Aisa, Y., Mori, T., Kudo, M., Yashima, T., Kondo, S., Yokoyama, A., … Okamoto, S. (2005). Oral cryotherapy for the prevention of high-dose melphalan-induced stomatitis in allogeneic hematopoietic stem cell transplant recipients. Supportive Care in Cancer, 13, 266–269.

DOI Link

Intervention Characteristics/Basic Study Process

Patients kept ice chips and ice-cold water in their mouths for 15 minutes before and during as well as for an additional 90 minutes after melphalan infusion. Patients were advised to continue swirling ice chips around in their mouths and to gargle and swallow ice-cold water every 10–20 minutes throughout oral cryotherapy. Patients were consecutively compared with a historical control group (no cryotherapy).

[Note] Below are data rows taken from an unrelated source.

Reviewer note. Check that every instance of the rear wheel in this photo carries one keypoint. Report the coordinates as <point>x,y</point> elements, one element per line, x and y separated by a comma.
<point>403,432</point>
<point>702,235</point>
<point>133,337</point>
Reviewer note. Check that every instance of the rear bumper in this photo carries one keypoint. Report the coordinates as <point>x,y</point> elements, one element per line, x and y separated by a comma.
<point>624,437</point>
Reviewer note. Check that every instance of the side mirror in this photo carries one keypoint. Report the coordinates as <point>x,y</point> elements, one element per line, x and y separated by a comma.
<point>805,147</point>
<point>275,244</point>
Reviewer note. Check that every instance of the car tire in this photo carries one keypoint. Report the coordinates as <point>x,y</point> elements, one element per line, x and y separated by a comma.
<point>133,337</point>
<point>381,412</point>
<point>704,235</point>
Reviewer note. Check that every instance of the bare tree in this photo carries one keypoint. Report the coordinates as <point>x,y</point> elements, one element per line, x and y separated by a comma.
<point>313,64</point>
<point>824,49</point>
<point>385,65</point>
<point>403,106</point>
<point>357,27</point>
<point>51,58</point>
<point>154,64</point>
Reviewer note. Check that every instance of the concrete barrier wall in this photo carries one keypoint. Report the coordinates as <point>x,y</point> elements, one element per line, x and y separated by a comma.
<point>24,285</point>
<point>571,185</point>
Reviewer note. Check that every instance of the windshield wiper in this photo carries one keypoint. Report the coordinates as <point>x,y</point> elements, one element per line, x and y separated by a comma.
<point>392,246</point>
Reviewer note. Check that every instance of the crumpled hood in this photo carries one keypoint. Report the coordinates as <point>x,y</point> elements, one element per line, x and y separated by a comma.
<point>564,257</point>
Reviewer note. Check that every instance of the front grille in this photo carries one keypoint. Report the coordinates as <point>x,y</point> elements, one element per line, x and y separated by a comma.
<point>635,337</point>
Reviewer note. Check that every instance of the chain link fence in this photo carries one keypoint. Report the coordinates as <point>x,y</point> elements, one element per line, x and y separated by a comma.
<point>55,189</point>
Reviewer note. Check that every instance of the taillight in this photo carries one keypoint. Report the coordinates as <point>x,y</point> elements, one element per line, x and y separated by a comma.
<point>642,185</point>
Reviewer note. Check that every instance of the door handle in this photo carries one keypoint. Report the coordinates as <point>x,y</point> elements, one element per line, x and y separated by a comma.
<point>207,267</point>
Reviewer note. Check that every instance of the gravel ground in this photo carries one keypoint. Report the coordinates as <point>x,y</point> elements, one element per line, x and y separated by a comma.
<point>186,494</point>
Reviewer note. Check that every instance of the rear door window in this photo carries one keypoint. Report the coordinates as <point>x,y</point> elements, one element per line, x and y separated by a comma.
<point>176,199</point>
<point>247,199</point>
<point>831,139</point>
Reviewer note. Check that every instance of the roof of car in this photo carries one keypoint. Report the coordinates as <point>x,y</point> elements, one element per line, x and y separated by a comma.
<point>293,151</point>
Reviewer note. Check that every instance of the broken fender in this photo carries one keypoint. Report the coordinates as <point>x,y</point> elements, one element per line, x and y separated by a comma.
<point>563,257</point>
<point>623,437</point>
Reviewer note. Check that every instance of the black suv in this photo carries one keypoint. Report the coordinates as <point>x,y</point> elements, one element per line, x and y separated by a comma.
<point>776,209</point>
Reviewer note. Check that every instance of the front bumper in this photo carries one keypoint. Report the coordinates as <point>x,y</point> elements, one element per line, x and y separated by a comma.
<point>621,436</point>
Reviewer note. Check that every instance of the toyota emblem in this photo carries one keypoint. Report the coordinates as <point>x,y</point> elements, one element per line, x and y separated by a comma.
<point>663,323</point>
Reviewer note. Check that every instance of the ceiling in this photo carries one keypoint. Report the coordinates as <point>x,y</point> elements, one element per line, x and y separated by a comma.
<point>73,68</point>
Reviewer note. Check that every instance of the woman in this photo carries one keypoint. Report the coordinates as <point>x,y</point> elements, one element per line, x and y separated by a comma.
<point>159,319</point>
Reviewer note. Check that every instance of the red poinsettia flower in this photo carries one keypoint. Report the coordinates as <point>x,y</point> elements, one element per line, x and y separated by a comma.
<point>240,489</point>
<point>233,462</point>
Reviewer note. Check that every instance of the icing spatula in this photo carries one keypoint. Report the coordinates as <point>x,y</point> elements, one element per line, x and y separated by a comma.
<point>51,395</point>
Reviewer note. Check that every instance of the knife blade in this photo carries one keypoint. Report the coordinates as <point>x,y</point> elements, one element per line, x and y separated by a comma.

Fludarabine was administered at 25 mg/m2 daily for five days; melphalan was administered at 70 mg/m2 daily for 15 minutes for two days.

Sample Characteristics

The sample consisted of 18 patients undergoing allogeneic hematopoietic stem cell transplant (HSCT) receiving fludarabine and high-dose melphalan (140 mg/m2).

Measurement Instruments/Methods

Common toxicity criteria (CTC) grading of stomatitis (0–4) was done every day from the first day of HSCT to day 28. The maximum grade recorded for each participant was considered that patient's grade.

Results

  • The cryotherapy group reported less moderate to severe mucositis with 2 out of 18 patients (11.1%) in the cryotherapy experiencing moderate to severe mucositis (grade 2 or 3) and 6 out of 7 patients (85.7%) in the historical control group experiencing grade 2 or 3 mucositis (p = 0.001).
  • No patients in the cryotherapy or control group developed grade 4 mucositis.
  • Side effects included chills (n = 7; 39%) and nausea (n = 4; 22%), and one patient discontinued cryotherapy.

Limitations

The sample size was small sample, and the control group was based on historical reports.